Increasing the compute power in a cluster is referred to as vertical scaling. Adding more clusters is referred to as horizontal scaling.
The first cluster of a database is called the main cluster, while all other clusters are called worker clusters. The main cluster has a special role: it communicates with all worker clusters and ensures that they have a consistent view of transactions and metadata. Each cluster has a direct connection with the end users and with the central data store, and only metadata is transferred between the clusters.
Worker clusters can only run if the main cluster is running. Stopping the main cluster will also stop all worker clusters in the database.
Object storage
Data and metadata for the database are stored in a central data store such as an S3 bucket, not in the clusters. All clusters in a database access the same underlying data and metadata. Changes that are persisted from one cluster are persisted in the data store and are also persistent for all other transactions in the database, regardless of which cluster they are connected to.
Database scalability
The scalability of a database is the ability to increase and decrease resources based on business demands. Scalability can be classified into vertical scaling and horizontal scaling.
Vertical scaling
Vertical scaling means changing the compute power and memory (RAM) available for a database to optimize concurrency. When you scale up or down, the amount of VCPUs and RAM allocated to the cluster is adjusted based on the new cluster size. Use vertical scaling when you want to:
- Speed up the queries you are executing
- Run large complex queries or support bigger datasets without affecting performance
- Add more users or concurrency without affecting performance
The optimal cluster size for an Exasol database is based on usage patterns. As a rule of thumb, start with a RAM size that corresponds to about 10 percent of the size of your raw data. For example, if you want to process about 1 TiB of raw data, the cluster size Small
may be a good starting point.
Depending on your workload, you may need a larger cluster size to use additional CPU and memory. Sometimes, a smaller cluster may however also meet your requirements and be more cost-effective. You can dynamically test which size best fits your needs by resizing a cluster.
Example:
A business has one database with one cluster. Over time, as data and the number of users on the system grow, users start to experience some slowdown while working on the database. In this case, resizing the cluster from size M to L would lead to a noticeable improvement of all queries. The administrator has complete control over when and how to scale based on the business needs and budget.
Horizontal Scaling
Horizontal scaling means adding more clusters to the database. You can use horizontal scaling to optimize concurrency and manage higher workloads, and when you want to isolate different workloads.

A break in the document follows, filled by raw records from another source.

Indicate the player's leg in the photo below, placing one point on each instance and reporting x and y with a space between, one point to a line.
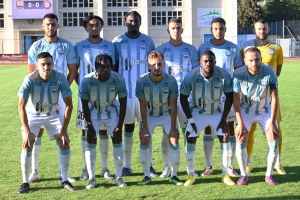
26 155
273 141
144 151
174 149
208 145
241 150
279 166
232 141
128 136
250 147
104 150
36 151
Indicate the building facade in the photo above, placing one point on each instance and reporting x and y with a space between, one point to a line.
17 33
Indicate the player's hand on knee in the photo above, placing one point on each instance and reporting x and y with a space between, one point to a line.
91 134
241 133
28 141
117 135
145 136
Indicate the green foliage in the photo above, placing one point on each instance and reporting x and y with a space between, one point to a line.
205 187
278 10
248 12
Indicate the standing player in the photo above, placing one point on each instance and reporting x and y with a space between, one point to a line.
272 55
86 51
228 57
180 58
64 59
158 93
132 49
207 83
41 89
102 111
255 91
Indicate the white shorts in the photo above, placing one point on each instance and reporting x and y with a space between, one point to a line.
231 116
80 119
132 111
105 124
263 120
52 124
212 120
181 115
162 121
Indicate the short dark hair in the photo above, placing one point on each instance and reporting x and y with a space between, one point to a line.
100 58
252 49
133 13
91 17
261 20
44 55
51 16
176 20
207 53
218 20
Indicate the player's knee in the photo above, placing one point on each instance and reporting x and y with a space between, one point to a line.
129 127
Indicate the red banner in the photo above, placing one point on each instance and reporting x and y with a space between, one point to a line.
13 57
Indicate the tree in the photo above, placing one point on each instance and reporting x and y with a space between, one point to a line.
278 10
248 12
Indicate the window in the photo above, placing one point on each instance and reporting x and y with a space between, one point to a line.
1 20
161 18
77 3
122 3
115 18
74 19
170 3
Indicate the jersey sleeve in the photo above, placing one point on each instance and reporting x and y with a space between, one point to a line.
280 56
84 90
238 58
71 54
236 83
174 89
139 91
25 89
65 88
122 92
227 84
186 85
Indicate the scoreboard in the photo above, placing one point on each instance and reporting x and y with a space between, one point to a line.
27 9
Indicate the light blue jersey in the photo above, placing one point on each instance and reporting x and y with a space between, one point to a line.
86 53
179 60
255 90
228 55
157 95
206 93
62 51
102 95
133 58
44 96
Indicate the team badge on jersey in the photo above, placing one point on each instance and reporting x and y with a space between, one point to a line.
271 51
228 51
143 44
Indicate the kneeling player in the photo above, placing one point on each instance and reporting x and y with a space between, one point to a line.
102 111
157 93
207 83
43 87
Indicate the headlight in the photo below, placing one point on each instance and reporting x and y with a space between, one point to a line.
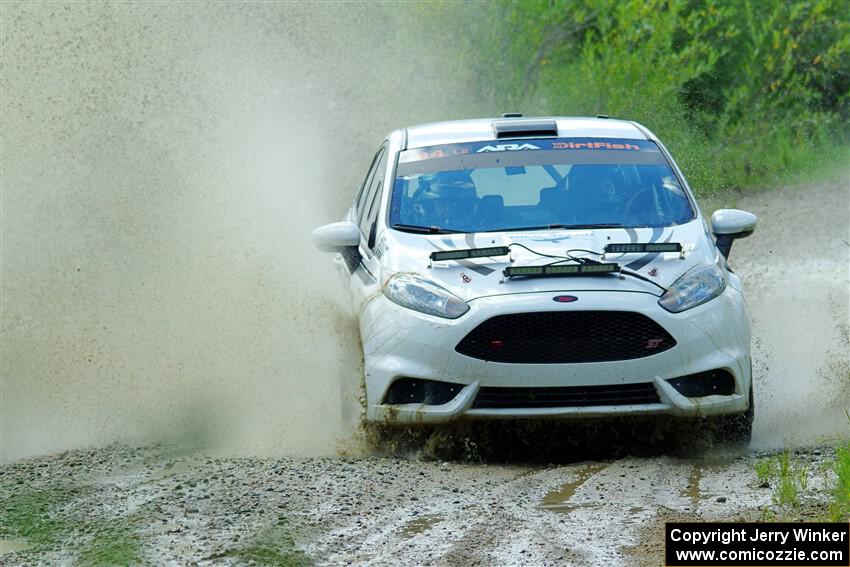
695 287
425 296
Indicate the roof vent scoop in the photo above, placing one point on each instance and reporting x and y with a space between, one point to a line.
530 128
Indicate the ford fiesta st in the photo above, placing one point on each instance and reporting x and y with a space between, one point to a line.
542 268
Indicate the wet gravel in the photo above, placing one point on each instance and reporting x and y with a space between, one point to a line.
189 508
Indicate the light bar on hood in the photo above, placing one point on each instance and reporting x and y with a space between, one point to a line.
647 247
470 253
564 270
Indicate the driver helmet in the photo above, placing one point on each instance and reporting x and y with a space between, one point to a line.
448 196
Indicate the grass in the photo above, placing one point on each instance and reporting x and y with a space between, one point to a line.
113 544
38 516
273 546
32 515
787 476
839 509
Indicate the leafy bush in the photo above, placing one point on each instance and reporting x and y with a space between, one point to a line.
742 92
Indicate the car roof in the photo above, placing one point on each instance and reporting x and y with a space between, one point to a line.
483 129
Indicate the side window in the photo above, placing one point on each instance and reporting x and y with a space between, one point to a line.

Increased concurrency can be achieved both by horizontal and vertical scaling. If there are no separate workloads with separate groups of users, we recommend starting with vertical scaling. If this is no longer sufficient, or if there are different workloads, we recommend creating dedicated clusters.
Example:
A business can have the following two use cases to scale Exasol horizontally:
- A BI team uses Exasol via a BI tool and SQL clients. Automated reports or interactive queries are running 24/7. Almost all data are accessible, except the clickstream table.
- The data science team wants to analyze large datasets (clickstream table), which require a very large cluster with high memory and CPU resources to ensure fast processing of the queries. However, they do not need the cluster all the time.

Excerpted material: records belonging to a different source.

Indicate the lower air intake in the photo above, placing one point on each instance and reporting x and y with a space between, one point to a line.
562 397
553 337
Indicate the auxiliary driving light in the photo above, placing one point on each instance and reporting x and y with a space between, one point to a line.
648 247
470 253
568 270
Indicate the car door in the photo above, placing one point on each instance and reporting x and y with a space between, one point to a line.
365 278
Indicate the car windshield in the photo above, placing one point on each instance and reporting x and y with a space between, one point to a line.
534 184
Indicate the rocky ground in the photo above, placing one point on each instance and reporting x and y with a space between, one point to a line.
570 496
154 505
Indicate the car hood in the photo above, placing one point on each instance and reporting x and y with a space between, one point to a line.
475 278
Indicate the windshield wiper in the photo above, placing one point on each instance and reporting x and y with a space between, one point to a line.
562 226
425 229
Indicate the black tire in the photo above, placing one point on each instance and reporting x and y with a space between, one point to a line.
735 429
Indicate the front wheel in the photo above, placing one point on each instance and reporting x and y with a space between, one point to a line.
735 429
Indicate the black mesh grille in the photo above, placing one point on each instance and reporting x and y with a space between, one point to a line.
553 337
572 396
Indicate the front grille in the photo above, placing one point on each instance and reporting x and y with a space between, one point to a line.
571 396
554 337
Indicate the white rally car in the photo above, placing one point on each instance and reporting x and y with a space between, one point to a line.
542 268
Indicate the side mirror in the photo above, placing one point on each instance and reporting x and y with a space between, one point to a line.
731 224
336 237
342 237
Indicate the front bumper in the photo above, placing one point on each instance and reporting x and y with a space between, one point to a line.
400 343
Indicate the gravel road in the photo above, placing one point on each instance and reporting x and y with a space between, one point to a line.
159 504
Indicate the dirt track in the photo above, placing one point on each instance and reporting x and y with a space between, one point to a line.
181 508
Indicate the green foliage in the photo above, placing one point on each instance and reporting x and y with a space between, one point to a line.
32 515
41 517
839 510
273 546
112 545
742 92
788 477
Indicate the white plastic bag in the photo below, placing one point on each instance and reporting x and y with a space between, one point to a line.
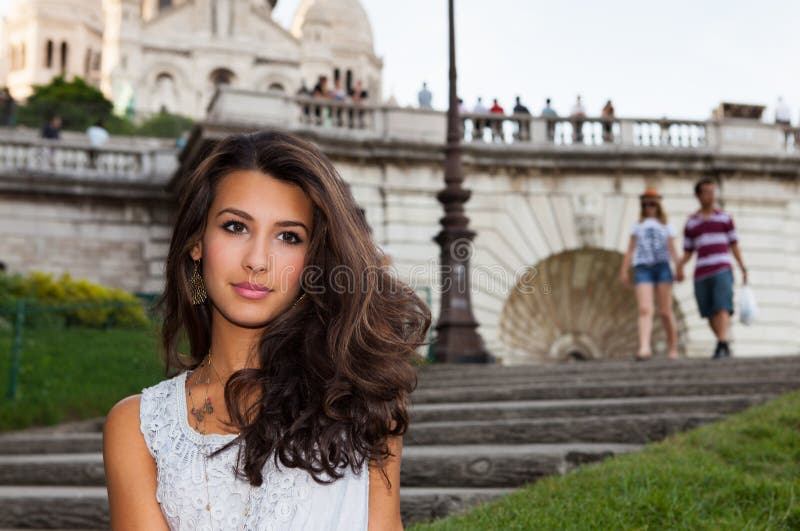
748 309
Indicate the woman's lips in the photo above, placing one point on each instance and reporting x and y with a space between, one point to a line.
251 293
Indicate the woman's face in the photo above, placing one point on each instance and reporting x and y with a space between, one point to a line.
254 247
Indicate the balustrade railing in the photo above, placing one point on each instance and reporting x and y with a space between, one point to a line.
81 161
335 113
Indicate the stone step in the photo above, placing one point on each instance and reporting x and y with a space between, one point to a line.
688 375
461 370
454 466
626 429
76 469
54 507
421 504
653 369
50 443
497 465
86 508
641 388
436 412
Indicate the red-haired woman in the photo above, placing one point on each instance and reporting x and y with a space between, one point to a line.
288 411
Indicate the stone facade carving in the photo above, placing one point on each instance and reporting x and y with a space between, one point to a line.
154 55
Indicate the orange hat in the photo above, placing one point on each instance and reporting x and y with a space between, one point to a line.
650 193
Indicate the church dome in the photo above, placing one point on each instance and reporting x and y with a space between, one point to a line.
346 21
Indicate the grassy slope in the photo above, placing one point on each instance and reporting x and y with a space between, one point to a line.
74 373
742 473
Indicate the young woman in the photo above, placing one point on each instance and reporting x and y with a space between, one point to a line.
652 244
288 410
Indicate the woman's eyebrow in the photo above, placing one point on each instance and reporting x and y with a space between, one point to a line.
291 223
237 212
248 217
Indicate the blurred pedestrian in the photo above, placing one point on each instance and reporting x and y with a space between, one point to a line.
550 113
577 114
783 113
7 109
523 126
424 97
497 125
52 129
651 246
98 136
607 115
711 233
479 123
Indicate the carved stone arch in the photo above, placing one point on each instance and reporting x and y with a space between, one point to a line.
150 86
571 306
271 80
222 76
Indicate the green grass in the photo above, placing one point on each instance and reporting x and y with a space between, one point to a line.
742 473
74 373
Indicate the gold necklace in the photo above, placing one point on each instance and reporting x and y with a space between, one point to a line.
200 415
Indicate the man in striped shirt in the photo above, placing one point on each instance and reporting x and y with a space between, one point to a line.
711 233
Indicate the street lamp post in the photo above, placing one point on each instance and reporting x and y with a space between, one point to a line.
457 339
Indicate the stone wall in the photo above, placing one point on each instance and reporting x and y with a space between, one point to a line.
116 243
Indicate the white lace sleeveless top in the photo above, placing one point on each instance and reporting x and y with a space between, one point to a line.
288 498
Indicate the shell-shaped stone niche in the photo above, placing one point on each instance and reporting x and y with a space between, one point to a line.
571 306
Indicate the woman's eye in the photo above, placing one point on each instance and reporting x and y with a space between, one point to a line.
235 224
290 237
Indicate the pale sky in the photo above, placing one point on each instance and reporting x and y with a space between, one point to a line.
677 59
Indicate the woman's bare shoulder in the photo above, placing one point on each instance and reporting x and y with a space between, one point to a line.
121 428
131 473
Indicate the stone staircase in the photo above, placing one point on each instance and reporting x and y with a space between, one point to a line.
477 432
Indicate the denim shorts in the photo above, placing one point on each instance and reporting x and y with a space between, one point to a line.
714 293
658 273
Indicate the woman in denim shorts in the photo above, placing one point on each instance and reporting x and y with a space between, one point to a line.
652 245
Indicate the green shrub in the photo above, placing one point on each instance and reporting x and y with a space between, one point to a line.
69 302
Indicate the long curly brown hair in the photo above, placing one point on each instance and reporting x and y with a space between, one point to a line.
335 372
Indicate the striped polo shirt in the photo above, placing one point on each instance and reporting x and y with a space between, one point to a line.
711 237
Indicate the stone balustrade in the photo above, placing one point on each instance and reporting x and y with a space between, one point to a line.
21 154
369 121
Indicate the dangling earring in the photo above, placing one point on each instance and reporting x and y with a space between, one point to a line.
298 300
197 287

Therefore, from a scaling perspective, having two separate clusters for BI and Data Science is more beneficial for the following reasons:
- Clusters will always have the relevant data in memory, leading to optimal performance .
- You can scale the clusters independently as needed for the individual workload.
- The compute resources are isolated, i.e., any work or actions the data science team does will not affect the performance of the BI workload.
- The cluster for the data science team can be stopped when not required and save cost.